Republican Leader John Curran criticized Gov. J.B. Pritzker and said he will introduce legislation that includes requirements for appointees to have 20 years’ criminal justice experience as a prosecutor, defense attorney, probation officer or judge and that each member undergo annual training on domestic violence and sexual assault and the warning signs that precede repeat attacks. Other proposed measures would require advance notice to victims of the board’s decision to release perpetrators and more transparency on the board’s deliberations in each case, including how they voted.
“For too long, these $100,000-a-year positions at the Prisoner Review Board have been given to political appointees who don’t have the requisite experience to make these life-and-death decisions,” Curran, who’s from the Chicago suburb of Downers Grove, told reporters in a teleconference. “We must take politics out of the appointment process to create a qualified board with a deep understanding of the criminal justice system.”

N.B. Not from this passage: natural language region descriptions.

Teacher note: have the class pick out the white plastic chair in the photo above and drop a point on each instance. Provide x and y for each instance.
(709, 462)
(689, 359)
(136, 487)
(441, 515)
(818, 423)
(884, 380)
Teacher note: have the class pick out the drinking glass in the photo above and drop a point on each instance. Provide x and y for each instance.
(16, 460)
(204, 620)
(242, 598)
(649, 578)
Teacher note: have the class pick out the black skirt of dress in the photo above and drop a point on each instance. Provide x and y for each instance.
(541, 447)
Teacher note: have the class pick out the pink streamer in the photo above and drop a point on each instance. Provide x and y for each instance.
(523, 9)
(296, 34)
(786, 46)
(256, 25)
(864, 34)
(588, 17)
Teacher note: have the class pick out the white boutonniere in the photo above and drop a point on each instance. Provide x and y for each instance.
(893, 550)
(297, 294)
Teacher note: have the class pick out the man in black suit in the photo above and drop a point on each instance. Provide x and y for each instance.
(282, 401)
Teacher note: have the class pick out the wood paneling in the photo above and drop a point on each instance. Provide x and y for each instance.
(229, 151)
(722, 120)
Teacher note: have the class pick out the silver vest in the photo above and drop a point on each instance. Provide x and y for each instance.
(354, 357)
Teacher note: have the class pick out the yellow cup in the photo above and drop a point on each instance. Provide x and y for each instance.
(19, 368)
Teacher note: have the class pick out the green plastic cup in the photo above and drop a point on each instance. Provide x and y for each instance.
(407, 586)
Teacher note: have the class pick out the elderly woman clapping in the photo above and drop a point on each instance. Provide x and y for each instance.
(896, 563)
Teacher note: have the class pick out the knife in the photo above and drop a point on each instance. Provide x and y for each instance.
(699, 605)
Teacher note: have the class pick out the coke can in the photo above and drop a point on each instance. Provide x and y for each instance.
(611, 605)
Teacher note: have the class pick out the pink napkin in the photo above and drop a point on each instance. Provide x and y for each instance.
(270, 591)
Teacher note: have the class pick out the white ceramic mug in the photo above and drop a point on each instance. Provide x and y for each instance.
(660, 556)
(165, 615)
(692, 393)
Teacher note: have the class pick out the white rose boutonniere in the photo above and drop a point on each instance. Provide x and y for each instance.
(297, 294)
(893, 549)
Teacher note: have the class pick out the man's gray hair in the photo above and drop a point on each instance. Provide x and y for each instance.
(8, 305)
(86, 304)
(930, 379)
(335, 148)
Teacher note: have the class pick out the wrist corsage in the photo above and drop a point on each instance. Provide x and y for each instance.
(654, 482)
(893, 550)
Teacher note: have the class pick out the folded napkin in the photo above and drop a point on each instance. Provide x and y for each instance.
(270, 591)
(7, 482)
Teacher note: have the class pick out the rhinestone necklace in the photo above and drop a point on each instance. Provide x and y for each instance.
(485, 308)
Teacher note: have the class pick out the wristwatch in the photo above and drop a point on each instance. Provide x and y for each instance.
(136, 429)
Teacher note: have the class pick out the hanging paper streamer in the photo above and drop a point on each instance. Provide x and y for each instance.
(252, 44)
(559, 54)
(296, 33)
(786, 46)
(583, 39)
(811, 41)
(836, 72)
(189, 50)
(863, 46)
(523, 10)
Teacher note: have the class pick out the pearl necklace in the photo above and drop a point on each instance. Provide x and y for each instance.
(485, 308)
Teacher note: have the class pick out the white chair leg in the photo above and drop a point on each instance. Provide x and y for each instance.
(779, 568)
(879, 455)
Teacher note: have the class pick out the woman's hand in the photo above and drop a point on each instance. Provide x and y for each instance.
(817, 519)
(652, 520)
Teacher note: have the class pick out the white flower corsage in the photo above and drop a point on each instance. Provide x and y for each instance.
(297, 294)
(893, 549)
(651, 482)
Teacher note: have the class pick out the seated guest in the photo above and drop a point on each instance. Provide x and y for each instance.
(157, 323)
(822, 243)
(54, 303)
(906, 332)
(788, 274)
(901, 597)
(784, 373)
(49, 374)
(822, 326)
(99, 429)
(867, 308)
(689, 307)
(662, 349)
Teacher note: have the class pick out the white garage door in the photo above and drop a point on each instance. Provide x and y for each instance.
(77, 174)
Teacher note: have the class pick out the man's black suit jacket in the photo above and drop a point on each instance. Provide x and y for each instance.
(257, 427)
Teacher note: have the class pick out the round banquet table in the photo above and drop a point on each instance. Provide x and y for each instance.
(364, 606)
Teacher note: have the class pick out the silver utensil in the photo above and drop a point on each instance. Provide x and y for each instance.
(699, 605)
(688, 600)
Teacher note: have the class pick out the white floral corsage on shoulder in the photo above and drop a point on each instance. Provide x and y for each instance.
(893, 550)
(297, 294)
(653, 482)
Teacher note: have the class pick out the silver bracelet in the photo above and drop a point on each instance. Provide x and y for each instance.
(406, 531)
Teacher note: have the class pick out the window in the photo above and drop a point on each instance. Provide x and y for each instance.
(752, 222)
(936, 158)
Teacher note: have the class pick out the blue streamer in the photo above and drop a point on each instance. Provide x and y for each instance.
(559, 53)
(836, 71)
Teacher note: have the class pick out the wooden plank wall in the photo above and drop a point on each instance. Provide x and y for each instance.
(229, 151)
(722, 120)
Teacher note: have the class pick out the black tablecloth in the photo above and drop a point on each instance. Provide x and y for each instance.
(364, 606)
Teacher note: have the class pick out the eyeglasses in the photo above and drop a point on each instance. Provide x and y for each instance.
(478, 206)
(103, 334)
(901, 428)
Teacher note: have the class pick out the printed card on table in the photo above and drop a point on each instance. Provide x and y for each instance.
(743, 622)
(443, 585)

Pritzker has acknowledged the parole board didn’t sufficiently consider evidence in releasing 37-year-old Crosetti Brand on March 12. The next day, Brand allegedly broke into the apartment of Laterria Smith, 33, who had an order of protection against him, attacked her with a knife and killed her son Jayden Perkins when he intervened to protect his mother.

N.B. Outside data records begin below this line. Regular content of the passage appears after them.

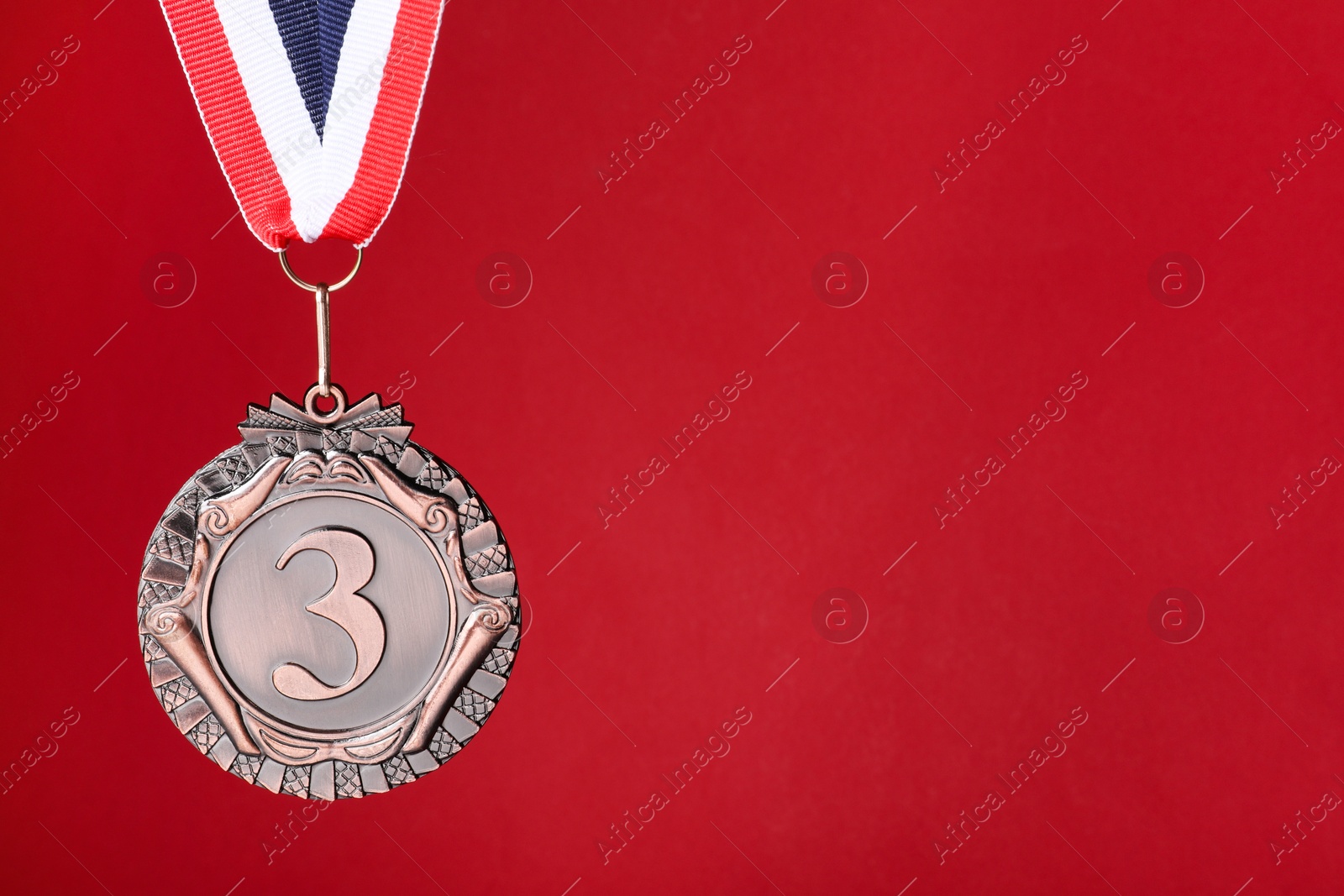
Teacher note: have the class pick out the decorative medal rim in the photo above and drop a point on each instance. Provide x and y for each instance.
(366, 443)
(207, 629)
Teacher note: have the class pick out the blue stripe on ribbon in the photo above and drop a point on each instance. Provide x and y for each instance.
(313, 33)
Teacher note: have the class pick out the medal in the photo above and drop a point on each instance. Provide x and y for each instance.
(326, 609)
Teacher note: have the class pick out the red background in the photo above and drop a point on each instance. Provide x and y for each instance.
(691, 268)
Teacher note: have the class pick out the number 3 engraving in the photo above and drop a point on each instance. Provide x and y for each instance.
(344, 606)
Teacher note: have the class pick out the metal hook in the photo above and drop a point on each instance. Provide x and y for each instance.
(324, 340)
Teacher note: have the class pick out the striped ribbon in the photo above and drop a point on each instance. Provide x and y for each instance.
(309, 105)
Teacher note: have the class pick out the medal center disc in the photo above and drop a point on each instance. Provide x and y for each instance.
(299, 617)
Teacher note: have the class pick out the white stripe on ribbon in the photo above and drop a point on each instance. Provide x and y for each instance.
(316, 174)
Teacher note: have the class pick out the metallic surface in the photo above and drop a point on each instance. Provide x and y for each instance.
(328, 609)
(324, 338)
(312, 288)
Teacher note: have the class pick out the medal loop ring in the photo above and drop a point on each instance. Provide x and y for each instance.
(312, 288)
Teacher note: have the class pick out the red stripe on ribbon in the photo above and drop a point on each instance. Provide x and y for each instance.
(380, 175)
(230, 121)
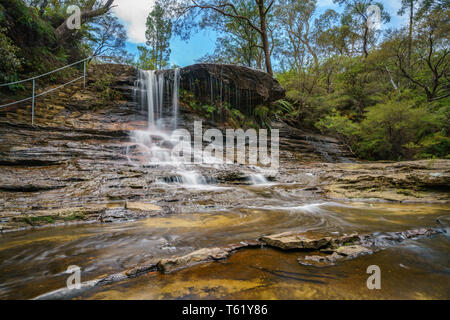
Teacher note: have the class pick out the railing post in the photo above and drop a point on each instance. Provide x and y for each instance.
(32, 104)
(84, 74)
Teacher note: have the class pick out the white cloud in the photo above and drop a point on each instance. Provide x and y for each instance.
(325, 4)
(133, 14)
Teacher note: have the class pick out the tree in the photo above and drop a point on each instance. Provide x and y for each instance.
(146, 59)
(107, 36)
(358, 18)
(230, 10)
(158, 34)
(430, 61)
(408, 6)
(295, 16)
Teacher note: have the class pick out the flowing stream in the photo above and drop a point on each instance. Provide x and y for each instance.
(35, 262)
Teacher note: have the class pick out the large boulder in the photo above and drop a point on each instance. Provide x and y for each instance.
(242, 87)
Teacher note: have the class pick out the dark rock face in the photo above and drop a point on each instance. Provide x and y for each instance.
(242, 87)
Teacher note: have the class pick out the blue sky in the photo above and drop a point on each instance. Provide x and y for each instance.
(133, 14)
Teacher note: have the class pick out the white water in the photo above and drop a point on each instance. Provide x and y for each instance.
(154, 145)
(257, 178)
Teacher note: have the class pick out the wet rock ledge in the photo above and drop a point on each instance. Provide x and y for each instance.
(329, 250)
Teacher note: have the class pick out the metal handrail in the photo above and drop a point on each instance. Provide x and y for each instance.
(45, 74)
(34, 96)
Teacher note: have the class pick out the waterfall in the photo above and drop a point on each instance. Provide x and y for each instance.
(149, 89)
(176, 84)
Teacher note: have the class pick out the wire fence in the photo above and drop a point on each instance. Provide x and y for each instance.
(33, 79)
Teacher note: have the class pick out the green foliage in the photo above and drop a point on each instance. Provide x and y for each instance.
(11, 63)
(158, 35)
(392, 130)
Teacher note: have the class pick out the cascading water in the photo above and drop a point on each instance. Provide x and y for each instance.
(158, 94)
(176, 84)
(154, 145)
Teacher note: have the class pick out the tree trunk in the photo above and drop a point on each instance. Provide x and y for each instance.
(411, 18)
(264, 37)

The dust-up prompted the resignation on March 25 of board member LeAnn Miller, who conducted Brand’s release hearing and wrote the report recommending he be freed. Later that day, board chairperson Donald Shelton also quit. Pritzker announced changes requiring the board to consult experts to develop training on domestic abuse and to improve the Department of Corrections’ process for sharing information with the board.
Curran and his colleagues, Sens. Jason Plummer of Edwardsville and Steve McClure of Springfield, parried questions about whether Senate Democrats, who hold a supermajority, would entertain their plans.

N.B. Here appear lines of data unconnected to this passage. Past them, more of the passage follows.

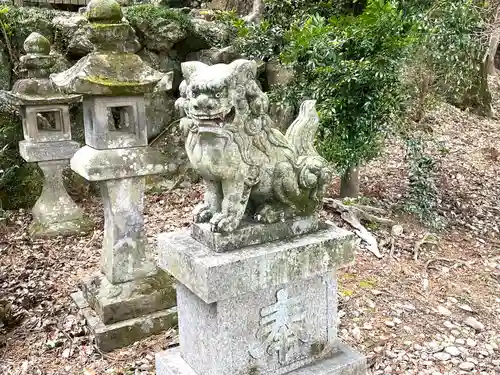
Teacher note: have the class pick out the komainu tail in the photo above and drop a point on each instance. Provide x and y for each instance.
(302, 132)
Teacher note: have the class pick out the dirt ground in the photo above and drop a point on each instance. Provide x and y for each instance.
(436, 314)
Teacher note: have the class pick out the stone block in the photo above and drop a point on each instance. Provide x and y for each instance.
(252, 233)
(344, 362)
(45, 151)
(117, 335)
(218, 276)
(115, 122)
(55, 213)
(117, 302)
(278, 328)
(103, 165)
(126, 255)
(46, 123)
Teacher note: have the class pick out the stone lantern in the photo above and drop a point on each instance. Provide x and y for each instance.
(129, 299)
(47, 140)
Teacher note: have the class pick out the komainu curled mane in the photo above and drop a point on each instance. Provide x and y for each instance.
(249, 167)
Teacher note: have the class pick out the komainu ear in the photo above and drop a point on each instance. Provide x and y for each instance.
(190, 67)
(244, 68)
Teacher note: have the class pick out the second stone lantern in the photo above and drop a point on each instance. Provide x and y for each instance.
(47, 140)
(129, 299)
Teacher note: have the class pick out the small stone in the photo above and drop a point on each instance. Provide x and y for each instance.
(442, 356)
(452, 350)
(397, 230)
(449, 324)
(443, 311)
(466, 366)
(466, 308)
(367, 326)
(471, 343)
(474, 323)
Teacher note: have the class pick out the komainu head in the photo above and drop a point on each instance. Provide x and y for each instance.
(222, 96)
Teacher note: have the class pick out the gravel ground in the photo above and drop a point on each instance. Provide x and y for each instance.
(437, 314)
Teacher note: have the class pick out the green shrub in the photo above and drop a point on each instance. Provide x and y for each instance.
(352, 66)
(448, 53)
(422, 195)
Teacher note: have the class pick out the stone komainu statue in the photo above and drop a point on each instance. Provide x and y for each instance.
(249, 167)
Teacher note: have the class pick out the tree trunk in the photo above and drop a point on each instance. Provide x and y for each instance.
(349, 184)
(490, 57)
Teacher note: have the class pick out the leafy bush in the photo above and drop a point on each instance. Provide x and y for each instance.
(448, 53)
(422, 196)
(352, 66)
(266, 39)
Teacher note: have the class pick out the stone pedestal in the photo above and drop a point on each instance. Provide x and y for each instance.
(47, 134)
(54, 212)
(269, 308)
(129, 299)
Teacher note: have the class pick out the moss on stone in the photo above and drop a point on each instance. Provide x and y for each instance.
(37, 43)
(104, 10)
(105, 81)
(148, 13)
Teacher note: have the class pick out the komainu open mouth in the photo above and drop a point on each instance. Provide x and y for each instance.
(217, 119)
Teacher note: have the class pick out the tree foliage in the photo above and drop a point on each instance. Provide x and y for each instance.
(352, 66)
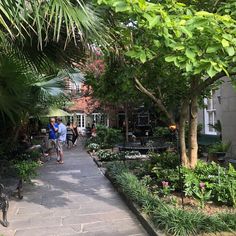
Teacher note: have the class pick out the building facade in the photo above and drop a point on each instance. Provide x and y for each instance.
(221, 107)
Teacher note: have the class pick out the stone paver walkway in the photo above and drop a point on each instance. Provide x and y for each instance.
(71, 199)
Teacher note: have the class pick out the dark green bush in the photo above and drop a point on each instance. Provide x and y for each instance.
(173, 221)
(26, 169)
(219, 180)
(165, 160)
(107, 137)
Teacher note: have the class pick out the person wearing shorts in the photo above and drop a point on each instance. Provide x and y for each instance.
(53, 128)
(61, 140)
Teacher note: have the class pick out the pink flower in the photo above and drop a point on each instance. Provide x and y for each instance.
(165, 183)
(202, 185)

“We’ve been warning about the lack of qualifications of some of the governor’s appointees for years,” Plummer said. “I don’t know why it’s taken a dead child for people to finally recognize some of these people are not qualified to serve on the board. My Democratic colleagues have largely taken a step back and allowed the governor’s office to drive the train.”
Brand and Smith had a relationship 15 years ago, police said. Brand was paroled in October after serving eight years of a 16-year sentence for attacking another ex-partner. He was shipped back to prison in February after going to Smith’s apartment. But while seeking release in a Feb. 26 hearing before board member Miller, he denied trying to contact Smith in February and the Corrections Department failed to alert the board to Smith’s attempt at an emergency order of protection on Feb. 22.
Smith recommended release in her report in which two other board members concurred.
An emailed request for comment was left with Pritzker’s spokesperson. The governor on Monday said it’s difficult to make appointments because Republicans have “politicized” the process. Curran called such a suggestion “ridiculous.”
“I would hope that the Democrats in the Senate now realize that Gov. Pritzker has a policy of trying to get the most far-left, anti-victim people on the Prisoner Review Board,” McClure added. “My hope is that moving forward, the Democrats have learned their lesson.”